8 S.W.2d 555 | Tex. App. | 1928

The suit was brought by Eliza Kempner against T. A. Pinkerton to recover upon a promissory note dated January 5, 1920, for the principal sum of $335. The note is signed by T. A. Pinkerton, and obligates the maker to pay the same "to the order of H. Kempner." Plaintiff's pleading declares:

"Said Kempner delivered said note to this plaintiff, and she is now, and was at the date of the filing of the original petition herein, the legal and equitable owner and holder of said note, and entitled to recover thereon according to its tenor and terms."

The judgment of the trial court was for plaintiff, and defendant appeals.

Complaint is made that the judgment of the trial court was erroneous, because (1) the *556 court erred in admitting the note in evidence over the objection of the defendant; (2) the court erred in rendering judgment upon the note; and (3) the court erred in his finding of fact to the effect that plaintiff was the owner and holder of the note sued upon. The grounds of error urged in support of each of the three assignments are the same, namely: The note was not specially indorsed to plaintiff, nor was it indorsed in blank, nor was any proof offered by plaintiff to show ownership by plaintiff of said note.

All of the assignments are sustained. It appears that the note payable to the order of H. Kempner was not specially indorsed to plaintiff, nor indorsed in blank, and no evidence whatever was introduced to show that the plaintiff was, in fact, the owner of the note. The note in question is a negotiable instrument. R.S. 1925, art. 5934, declaring (in part) the law governing negotiable instruments, provides that, if a negotiable instrument is payable to order, it is negotiated by the indorsement of the holder, completed by delivery. Section 30. Article 5948 provides that:

"`Holder' means the payee or indorsee of a bill or note, who is in possession of it, or the bearer thereof."

These statutes indicate that the Negotiable Instruments Act made no change in the there-tofore existing rule having application to the question under consideration.

In Ross v. Smith, 19 Tex. 171, 70 Am.Dec. 327, the Supreme Court declared the law applicable to the state of facts before us. As said by the court in that case:

"The note was not indorsed specially to the plaintiff, nor was it indorsed in blank; and the only question is whether the mere possession, without proof of a bona fide assignment or transfer, either by parol or writing, was prima facie evidence of ownership."

The court, after declaring that bills and notes payable to bearer, or payable to order and indorsed in blank, are such that the legal right thereto is passed by delivery, and possession constitutes prima facie evidence of right to such property, further declares that such is not the rule with reference to instruments not negotiable, or which do not pass the legal right by delivery. In making application of this distinction the court further says:

"A third person, not a party to such note, must show by what right he claims to recover from the debtor, or in other words that he holds under a bona fide assignment, valid in law, from the owner of the note."

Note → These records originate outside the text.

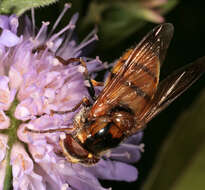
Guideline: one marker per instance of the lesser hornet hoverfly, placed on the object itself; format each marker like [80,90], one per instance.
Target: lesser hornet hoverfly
[132,96]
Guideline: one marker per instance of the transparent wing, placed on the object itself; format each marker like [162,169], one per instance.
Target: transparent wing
[134,78]
[173,86]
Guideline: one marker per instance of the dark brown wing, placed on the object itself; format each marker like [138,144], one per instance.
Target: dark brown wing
[135,76]
[174,85]
[171,88]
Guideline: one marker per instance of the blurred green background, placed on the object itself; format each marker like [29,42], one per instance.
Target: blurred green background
[175,140]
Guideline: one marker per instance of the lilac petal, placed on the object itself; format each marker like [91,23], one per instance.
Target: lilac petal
[9,39]
[3,146]
[2,173]
[113,170]
[79,178]
[4,22]
[4,120]
[126,153]
[13,21]
[22,170]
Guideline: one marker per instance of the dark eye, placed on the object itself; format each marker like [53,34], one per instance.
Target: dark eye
[105,138]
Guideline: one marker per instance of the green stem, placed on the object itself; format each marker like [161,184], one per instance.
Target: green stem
[12,138]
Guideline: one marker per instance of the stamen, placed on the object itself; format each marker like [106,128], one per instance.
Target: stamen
[92,33]
[64,186]
[124,154]
[66,7]
[43,26]
[71,25]
[33,21]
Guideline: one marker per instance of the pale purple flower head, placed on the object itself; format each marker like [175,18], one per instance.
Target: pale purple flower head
[32,83]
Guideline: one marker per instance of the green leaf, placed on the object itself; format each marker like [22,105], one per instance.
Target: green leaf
[180,164]
[18,7]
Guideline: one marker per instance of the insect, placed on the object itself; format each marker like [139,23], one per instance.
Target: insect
[132,96]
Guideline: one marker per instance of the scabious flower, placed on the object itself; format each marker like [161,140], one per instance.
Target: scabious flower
[32,83]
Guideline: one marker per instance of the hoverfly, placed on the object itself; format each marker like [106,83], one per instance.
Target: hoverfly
[132,96]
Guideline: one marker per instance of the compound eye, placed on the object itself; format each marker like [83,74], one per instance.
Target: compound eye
[105,138]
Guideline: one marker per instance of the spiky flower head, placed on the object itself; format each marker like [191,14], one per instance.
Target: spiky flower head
[32,83]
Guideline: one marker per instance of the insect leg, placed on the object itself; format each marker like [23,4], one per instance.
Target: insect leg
[49,130]
[91,82]
[84,102]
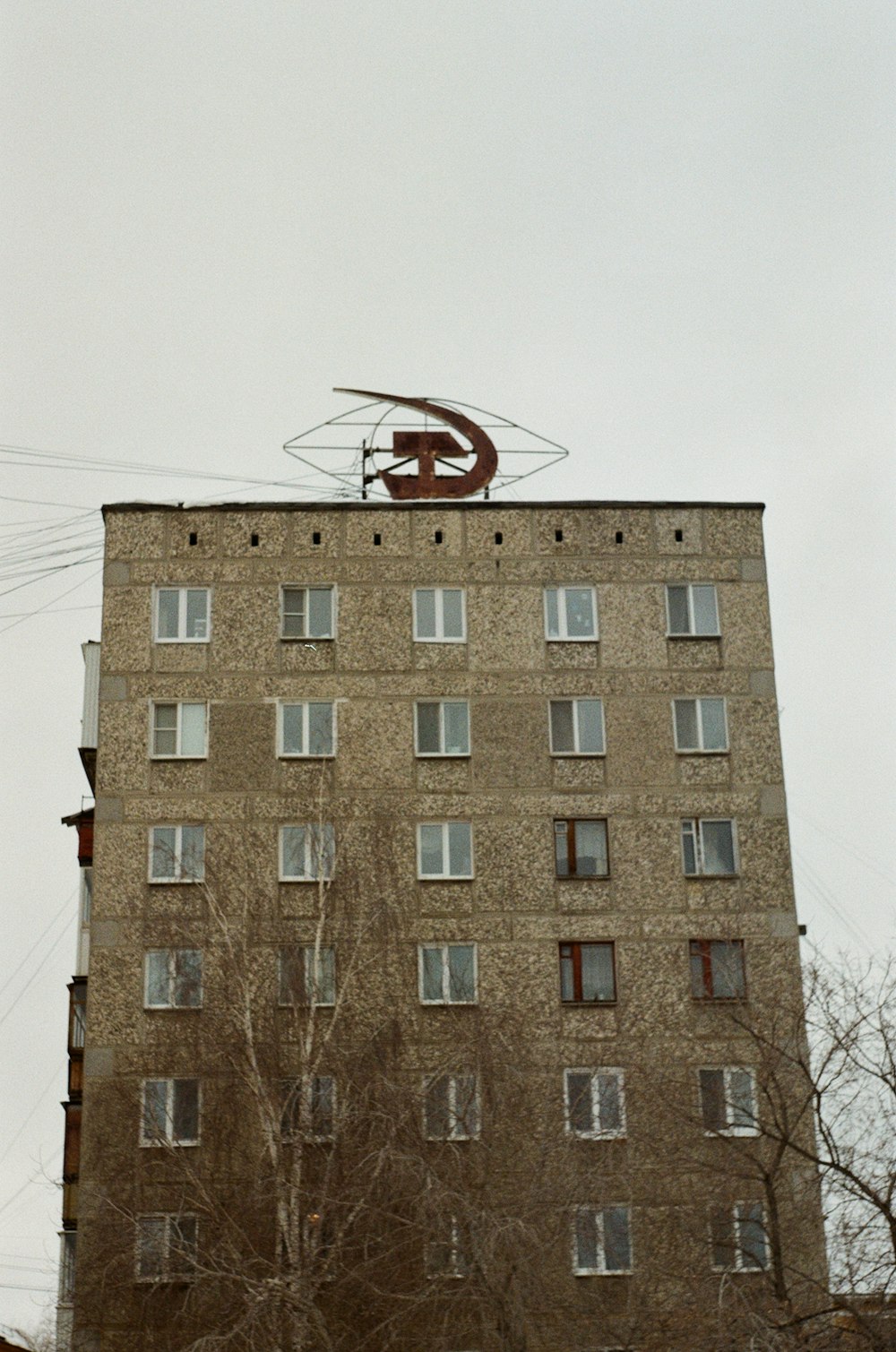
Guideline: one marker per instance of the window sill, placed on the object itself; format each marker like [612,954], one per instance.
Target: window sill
[710,878]
[699,751]
[582,878]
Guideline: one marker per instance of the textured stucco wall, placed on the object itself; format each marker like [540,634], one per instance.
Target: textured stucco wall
[510,787]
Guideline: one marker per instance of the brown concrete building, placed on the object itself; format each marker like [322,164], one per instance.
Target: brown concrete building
[442,921]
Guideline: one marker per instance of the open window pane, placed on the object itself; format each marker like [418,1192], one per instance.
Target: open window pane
[427,729]
[706,616]
[453,613]
[580,616]
[168,611]
[425,613]
[192,730]
[563,738]
[616,1240]
[461,972]
[196,613]
[718,847]
[460,849]
[715,737]
[457,728]
[321,613]
[590,727]
[598,972]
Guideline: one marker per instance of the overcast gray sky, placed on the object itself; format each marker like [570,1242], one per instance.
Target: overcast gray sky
[659,234]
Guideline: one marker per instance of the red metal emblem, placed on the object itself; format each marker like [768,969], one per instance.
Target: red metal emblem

The principle of this rule seems to be that, in executing a note, the parties thereto contract what shall constitute prima facie evidence of the right of one in possession thereof to demand and inforce payment. In the absence of indorsement of some kind, the presumption obtains that the payee is the owner of the note. It follows, of course, that a plaintiff, with such a presumption against him, is not entitled to demand payment.

The case is somewhat similar to a showing of an outstanding title. The note, therefore, was not admissible in evidence over the objection of the defendant, nor did it, when introduced, furnish the necessary evidence to support a judgment in favor of the plaintiff, and the finding of the trial court that plaintiff was the owner of the note was without evidence to support it.

The judgment of the trial court will therefore be reversed, and the cause remanded.